To wait for any process to finish

Linux:

tail --pid=$pid -f /dev/null

Darwin (requires that $pid has open files):

lsof -p $pid +r 1 &>/dev/null

With timeout (seconds)

Linux:

timeout $timeout tail --pid=$pid -f /dev/null

Darwin (requires that $pid has open files):

lsof -p $pid +r 1m%s -t | grep -qm1 $(date -v+${timeout}S +%s 2>/dev/null || echo INF)

Solution 2:

There's no builtin. Use kill -0 in a loop for a workable solution:

anywait(){

    for pid in "$@"; do
        while kill -0 "$pid"; do
            sleep 0.5
        done
    done
}

Or as a simpler oneliner for easy one time usage:

while kill -0 PIDS 2> /dev/null; do sleep 1; done;

As noted by several commentators, if you want to wait for processes that you do not have the privilege to send signals to, you have find some other way to detect if the process is running to replace the kill -0 $pid call. On Linux, test -d "/proc/$pid" works, on other systems you might have to use pgrep (if available) or something like ps | grep "^$pid ".

Solution 3:

I found "kill -0" does not work if the process is owned by root (or other), so I used pgrep and came up with:

while pgrep -u root process_name > /dev/null; do sleep 1; done

This would have the disadvantage of probably matching zombie processes.

Solution 4:

This bash script loop ends if the process does not exist, or it's a zombie.

PID=<pid to watch>
while s=`ps -p $PID -o s=` && [[ "$s" && "$s" != 'Z' ]]; do
    sleep 1
done

EDIT: The above script was given below by Rockallite.

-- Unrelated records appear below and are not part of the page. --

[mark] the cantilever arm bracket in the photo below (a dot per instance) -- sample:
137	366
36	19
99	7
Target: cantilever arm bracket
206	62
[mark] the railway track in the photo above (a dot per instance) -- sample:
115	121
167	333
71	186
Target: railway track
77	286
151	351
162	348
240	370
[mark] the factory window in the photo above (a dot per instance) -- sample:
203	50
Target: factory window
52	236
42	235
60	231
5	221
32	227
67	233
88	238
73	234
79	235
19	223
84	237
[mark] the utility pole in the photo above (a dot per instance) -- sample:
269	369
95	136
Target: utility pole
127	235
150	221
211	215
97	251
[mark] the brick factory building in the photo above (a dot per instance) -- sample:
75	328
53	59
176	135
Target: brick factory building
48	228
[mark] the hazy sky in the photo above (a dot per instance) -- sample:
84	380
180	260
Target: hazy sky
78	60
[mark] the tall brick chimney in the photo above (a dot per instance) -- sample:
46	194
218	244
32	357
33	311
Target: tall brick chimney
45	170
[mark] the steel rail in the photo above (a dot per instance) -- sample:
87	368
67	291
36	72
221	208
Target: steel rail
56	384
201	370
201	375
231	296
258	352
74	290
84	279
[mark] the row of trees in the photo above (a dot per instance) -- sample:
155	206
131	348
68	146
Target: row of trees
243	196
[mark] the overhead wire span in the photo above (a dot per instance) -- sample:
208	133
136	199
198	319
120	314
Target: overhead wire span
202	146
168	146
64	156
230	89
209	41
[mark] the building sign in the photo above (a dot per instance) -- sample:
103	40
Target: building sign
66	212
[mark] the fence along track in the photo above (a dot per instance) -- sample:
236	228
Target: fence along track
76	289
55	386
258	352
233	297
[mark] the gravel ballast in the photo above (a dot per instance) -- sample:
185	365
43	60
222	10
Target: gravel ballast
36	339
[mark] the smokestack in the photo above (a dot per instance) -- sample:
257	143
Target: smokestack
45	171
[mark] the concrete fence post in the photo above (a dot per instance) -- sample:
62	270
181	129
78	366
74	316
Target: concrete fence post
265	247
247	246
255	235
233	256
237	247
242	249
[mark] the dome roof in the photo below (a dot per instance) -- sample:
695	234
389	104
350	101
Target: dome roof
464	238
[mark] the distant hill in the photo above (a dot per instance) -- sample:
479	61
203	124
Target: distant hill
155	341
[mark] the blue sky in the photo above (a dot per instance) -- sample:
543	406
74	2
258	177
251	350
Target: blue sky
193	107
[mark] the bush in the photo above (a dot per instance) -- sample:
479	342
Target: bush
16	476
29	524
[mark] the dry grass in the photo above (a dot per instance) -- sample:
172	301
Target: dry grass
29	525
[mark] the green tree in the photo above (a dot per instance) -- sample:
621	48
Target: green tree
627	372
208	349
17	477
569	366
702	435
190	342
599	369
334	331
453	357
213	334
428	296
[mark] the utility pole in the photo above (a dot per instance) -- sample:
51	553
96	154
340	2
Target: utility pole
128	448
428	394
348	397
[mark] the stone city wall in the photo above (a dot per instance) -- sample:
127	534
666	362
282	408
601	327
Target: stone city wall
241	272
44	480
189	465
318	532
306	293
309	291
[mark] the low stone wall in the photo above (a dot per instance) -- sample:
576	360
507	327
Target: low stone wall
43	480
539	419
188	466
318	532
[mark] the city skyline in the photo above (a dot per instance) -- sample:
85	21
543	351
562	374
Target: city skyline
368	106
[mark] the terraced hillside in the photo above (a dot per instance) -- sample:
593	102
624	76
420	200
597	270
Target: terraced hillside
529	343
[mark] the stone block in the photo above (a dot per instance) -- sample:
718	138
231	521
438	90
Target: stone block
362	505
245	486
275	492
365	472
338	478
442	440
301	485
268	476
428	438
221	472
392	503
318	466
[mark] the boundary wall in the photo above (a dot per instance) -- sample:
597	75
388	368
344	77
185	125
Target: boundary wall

Thanks!

My orignal answer below works for Linux, relying on procfs i.e. /proc/. I don't know its portability:

while [[ ( -d /proc/$PID ) && ( -z `grep zombie /proc/$PID/status` ) ]]; do
    sleep 1
done

It's not limited to shell, but OS's themselves do not have system calls to watch non-child process termination.

Solution 5:

FreeBSD and Solaris have this handy pwait(1) utility, which does exactly, what you want.

I believe, other modern OSes also have the necessary system calls too (MacOS, for example, implements BSD's kqueue), but not all make it available from command-line.